O Bitcoin atingiu a marca de US$ 64.000 nesta quarta-feira, impulsionado pela divulgação do índice de preços de gastos com consumo (PCE) nos Estados Unidos, que veio abaixo das expectativas do mercado. O indicador, considerado o preferido do Federal Reserve para medir a inflação, subiu 2,1% em maio na comparação anual, contra a previsão de 2,5%. O resultado renovou as apostas de que o banco central americano pode iniciar um ciclo de cortes de juros ainda neste semestre.
Reação do mercado de criptomoedas
O movimento de alta do Bitcoin não foi isolado. Outras criptomoedas de grande capitalização, como Ethereum e Solana, também registraram ganhos expressivos. O Ethereum avançou 4,3%, para US$ 3.450, enquanto a Solana subiu 6,8%, para US$ 145. O mercado de criptoativos como um todo adicionou cerca de US$ 50 bilhões em valor de mercado nas últimas 24 horas, segundo dados do CoinGecko.
De acordo com analistas consultados pelo Valor, a reação positiva reflete a percepção de que o Fed pode flexibilizar a política monetária mais cedo do que o previsto. “O PCE mais fraco é um sinal de que a inflação está sob controle, abrindo caminho para cortes de juros. Isso tende a beneficiar ativos de risco, como o Bitcoin”, afirmou João Pedro, analista da exchange Mercado Bitcoin.
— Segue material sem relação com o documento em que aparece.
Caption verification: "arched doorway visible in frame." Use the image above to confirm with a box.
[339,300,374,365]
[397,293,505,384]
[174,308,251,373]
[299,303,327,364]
Contexto macroeconômico e perspectivas
O índice PCE core, que exclui itens voláteis como alimentos e energia, subiu 2,6% no mesmo período, também aquém das projeções de 2,8%. Os dados reforçam a tendência de desaceleração inflacionária nos EUA, após meses de leituras acima do alvo de 2% do Fed. O mercado de futuros agora precifica uma probabilidade de 68% de um corte de 0,25 ponto percentual na reunião de setembro do Comitê Federal de Mercado Aberto (FOMC).
Para o Bitcoin, a expectativa de juros mais baixos tende a reduzir o custo de oportunidade de deter ativos não rentáveis e a enfraquecer o dólar, dois fatores que historicamente impulsionam a criptomoeda. No entanto, especialistas alertam que o cenário ainda é incerto, com riscos fiscais e geopolíticos no horizonte.
Impacto no mercado financeiro tradicional
O índice PCE mais fraco também impulsionou as bolsas americanas. O S&P 500 subiu 1,2% e o Nasdaq avançou 1,5%, liderado por ações de tecnologia. O dólar caiu 0,8% ante uma cesta de moedas, enquanto os rendimentos dos títulos do Tesouro de 10 anos recuaram para 4,18%.
A valorização do Bitcoin ocorre após um período de relativa estabilidade, com a criptomoeda oscilando na faixa dos US$ 60 mil a US$ 62 mil nas últimas semanas. O novo patamar de US$ 64 mil representa uma alta de 7% no mês e de 95% nos últimos 12 meses.
De acordo com relatório do banco JPMorgan, o fluxo de capital para criptomoedas tem se mantido robusto, com entradas líquidas de US$ 1,2 bilhão em fundos de Bitcoin à vista nos últimos 30 dias. “O mercado está precificando um ambiente mais favorável para ativos digitais, com a perspectiva de cortes de juros e a aprovação de ETFs de Ethereum”, destacou o banco em nota.
Próximos passos e cautela
Apesar do otimismo, alguns analistas recomendam cautela. O Bitcoin ainda enfrenta resistência técnica na região de US$ 65 mil, e uma eventual realização de lucros não está descartada. Além disso, o mercado monitora de perto os dados de emprego dos EUA (payroll) na sexta-feira, que podem influenciar as expectativas para a política monetária.
“O PCE mais fraco é positivo, mas o Fed ainda depende de mais dados para confirmar a trajetória de queda da inflação. O payroll e o CPI das próximas semanas serão cruciais”, avaliou Maria Fernanda, economista-chefe da gestora de ativos digitais Hashdex.